After a few minutes, I realized that the Texan didn't want to work with me or anyone else. She passed up several up several opportunities to get me started and changed another pillow case instead. A supervisor finally came to her and nudged her my way.
She looked at my arm and sighed. "Oh, this is going to be difficult!", she said. She retrieved some gauze, alcohol, tape and two needles. She wrapped a tourniquet around my upper arm but she didn't twist it tight to make the veins stand out more clearly. She grabbed my wrist and looked at my forearm. She stuck a needle in. It hurt. She probed around trying to get into a vein. It hurt more. She said in frustration, " It blew out on me."
She repeated the whole process two inches farther up my arm. It hurt again. She said "This one blew out, too."She left to get more needles. I had a moment to gather my thoughts. When she returned, I said, "I don't know if you are aware but we have a 'three strikes' law in California." She looked up at me. I continued, "With three offenses, the judge has no choice but to send you to prison for life. Rather than take the chance, why don't you get someone else to try".

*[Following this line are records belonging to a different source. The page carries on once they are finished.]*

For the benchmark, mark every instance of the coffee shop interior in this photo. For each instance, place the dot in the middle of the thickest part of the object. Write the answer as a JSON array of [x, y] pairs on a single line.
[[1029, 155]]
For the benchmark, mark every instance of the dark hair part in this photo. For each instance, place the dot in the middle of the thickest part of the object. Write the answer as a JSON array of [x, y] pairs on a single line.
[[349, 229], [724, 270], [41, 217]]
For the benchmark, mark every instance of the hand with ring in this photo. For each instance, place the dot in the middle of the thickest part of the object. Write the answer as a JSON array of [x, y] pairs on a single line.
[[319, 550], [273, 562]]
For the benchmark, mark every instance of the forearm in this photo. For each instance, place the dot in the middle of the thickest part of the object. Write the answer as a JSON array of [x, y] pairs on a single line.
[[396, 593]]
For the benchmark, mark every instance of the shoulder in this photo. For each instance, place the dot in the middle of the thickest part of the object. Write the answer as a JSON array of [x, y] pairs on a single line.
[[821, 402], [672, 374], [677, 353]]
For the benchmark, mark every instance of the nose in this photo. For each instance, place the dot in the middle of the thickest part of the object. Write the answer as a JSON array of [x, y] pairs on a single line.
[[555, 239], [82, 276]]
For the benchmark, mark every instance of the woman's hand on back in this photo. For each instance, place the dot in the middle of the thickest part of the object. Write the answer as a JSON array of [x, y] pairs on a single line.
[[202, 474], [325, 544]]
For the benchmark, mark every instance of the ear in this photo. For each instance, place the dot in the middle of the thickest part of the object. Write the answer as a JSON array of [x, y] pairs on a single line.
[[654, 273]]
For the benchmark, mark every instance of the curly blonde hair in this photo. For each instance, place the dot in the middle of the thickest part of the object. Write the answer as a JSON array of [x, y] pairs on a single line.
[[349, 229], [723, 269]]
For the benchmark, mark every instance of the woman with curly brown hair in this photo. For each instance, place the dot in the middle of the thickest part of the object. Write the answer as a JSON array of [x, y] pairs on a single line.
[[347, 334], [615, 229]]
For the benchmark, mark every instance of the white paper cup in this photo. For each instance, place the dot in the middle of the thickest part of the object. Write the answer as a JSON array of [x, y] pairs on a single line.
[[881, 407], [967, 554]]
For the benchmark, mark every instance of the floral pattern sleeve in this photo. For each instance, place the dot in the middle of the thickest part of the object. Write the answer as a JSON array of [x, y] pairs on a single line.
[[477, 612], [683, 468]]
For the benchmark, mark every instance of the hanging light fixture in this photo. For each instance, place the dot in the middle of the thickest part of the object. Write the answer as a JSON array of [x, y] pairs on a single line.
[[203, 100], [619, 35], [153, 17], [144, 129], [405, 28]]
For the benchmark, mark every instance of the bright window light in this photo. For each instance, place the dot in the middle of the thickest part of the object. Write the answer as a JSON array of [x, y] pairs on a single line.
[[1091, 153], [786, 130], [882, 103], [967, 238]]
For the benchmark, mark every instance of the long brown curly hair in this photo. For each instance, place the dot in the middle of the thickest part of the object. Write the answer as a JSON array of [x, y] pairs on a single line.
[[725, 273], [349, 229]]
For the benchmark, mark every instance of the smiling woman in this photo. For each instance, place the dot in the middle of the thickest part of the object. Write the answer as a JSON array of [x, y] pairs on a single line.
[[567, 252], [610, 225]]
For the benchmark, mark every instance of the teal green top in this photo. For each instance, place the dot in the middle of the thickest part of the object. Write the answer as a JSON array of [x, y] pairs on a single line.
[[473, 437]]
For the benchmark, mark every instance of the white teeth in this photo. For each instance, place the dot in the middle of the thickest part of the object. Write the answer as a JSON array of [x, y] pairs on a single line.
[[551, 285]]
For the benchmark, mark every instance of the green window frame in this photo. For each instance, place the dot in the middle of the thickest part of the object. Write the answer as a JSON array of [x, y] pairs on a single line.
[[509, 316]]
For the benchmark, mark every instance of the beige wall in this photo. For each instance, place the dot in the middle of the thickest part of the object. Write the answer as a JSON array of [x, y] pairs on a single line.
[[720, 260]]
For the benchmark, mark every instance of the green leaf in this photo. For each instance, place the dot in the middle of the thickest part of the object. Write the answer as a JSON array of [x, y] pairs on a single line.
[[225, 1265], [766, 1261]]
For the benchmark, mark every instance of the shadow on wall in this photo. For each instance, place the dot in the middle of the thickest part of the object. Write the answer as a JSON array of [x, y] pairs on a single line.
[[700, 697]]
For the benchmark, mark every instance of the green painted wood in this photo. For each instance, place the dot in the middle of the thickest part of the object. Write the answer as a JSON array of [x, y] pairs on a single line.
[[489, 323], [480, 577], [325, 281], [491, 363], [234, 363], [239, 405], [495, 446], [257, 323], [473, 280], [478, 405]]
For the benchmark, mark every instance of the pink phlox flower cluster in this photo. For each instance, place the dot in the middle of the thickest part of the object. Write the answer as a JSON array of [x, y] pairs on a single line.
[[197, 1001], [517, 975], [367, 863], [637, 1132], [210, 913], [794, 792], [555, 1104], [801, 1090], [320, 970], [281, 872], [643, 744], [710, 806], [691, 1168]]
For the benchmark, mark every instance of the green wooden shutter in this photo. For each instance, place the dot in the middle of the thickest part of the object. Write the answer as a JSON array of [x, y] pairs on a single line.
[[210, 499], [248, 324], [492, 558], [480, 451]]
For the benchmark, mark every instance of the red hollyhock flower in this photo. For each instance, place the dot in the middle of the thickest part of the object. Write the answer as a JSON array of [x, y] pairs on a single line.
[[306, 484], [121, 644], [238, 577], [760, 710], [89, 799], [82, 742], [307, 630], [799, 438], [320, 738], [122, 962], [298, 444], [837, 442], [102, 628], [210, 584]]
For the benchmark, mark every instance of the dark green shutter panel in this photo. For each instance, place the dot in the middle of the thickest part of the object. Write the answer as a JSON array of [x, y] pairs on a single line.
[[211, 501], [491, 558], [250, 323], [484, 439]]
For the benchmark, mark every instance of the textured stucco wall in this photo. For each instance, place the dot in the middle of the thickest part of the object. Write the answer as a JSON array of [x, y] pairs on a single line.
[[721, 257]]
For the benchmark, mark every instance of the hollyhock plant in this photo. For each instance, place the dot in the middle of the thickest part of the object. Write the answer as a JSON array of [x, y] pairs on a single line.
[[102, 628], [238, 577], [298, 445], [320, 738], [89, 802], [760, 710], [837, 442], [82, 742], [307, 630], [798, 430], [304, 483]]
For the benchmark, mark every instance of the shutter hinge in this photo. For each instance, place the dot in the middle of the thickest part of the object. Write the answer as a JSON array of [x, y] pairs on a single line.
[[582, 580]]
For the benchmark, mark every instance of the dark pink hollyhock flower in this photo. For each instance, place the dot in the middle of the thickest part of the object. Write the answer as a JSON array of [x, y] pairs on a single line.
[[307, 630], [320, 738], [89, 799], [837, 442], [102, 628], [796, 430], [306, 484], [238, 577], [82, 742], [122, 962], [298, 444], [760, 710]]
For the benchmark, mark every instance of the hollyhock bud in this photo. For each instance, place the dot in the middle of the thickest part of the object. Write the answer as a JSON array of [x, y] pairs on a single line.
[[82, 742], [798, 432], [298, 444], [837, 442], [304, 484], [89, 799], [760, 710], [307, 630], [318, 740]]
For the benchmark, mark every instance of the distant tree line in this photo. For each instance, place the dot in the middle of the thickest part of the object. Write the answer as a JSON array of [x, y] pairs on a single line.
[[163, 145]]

She turned around quickly and asked another technician to do my IV.
The new technician looked at the bruises on my arms that were already beginning to show. She rolled her eyes. She tightened the tourniquet. She grabbed my wrist, gently and confidently. She warned me that I would feel a pinch. I never did feel the pinch. The needle was in and taped before I knew it. I said, "Wow, that was good!". She stroked my arm over the bruises and said, through her thick Chinese accent, "You have nice arms".
I relaxed and basked in the moment the way a horse would if you stroked it's shoulder and said something soothing. For a moment, the fluorescent light became sunlight. The hospital green walls became grass green. I thought I felt the slightest fresh breeze touch the right side of my face. The smell of rubbing alchohol and disinfectent disappeared. I closed my eyes and drifted off to better pastures.
Wednesday, February 7, 2007
OK so far!
As the doctors predicted, I'm not having any immediate side effects from treatment. I'm spending a lot of time at the clinic between the radiation treatment and infusions of additional fluids. I'm working out at the athletic club in the morning and then going to the clinic at 12:30 each day. I'm going to try to stay with that routine.
Monday, February 5, 2007
Day 1...Done
I received my first radiation treatment and first infusion of chemo today. I took most of the day to establish the drill, but it wasn't hard or painful. As expected, I feel no side effects today. There are all sorts of predictions about how I will feel tomorrow and the next day and I just won't know until the time comes.
Sunday, February 4, 2007
On Top of the World
We are leaving Pacific Grove today to head back to the Bay Area for a week of treatment. We've had 10 great days to relax and exercise. Yesterday, something my grandson, Baxter, said caught me up short. He was talking with Jordan, our daughter, and said, "I wonder if we are on the bottom of the world, right now, or on the top of the world like we usually are?" Baxter is six years old and still has the ability to see the world from a totally different point of view. I never really thought about that before. I thought about it for a bit. I tried out seeing myself on the bottom of the world. The map of the earth was upside down. My head was facing south. After some soul searching, I decided I was still on top of the world...maybe with a threatening cloud over my head. Clouds have been there before. They have gone away in time.
Friday, February 2, 2007
Treatment starts on Monday
I am confirmed to start both radiation and chemotherapy on Monday as I hoped.
++++
I'm happy to finally get started with treatment on Monday. I'll spend the morning in my first chemotherapy session. Then, I move on to my first radiation session at midday. I'll also establish an ongoing schedule for both.
I feel great! We've had a good rest over the past two weeks and we've been exercising every day. I think I am as ready as you can be both emotionally and physically.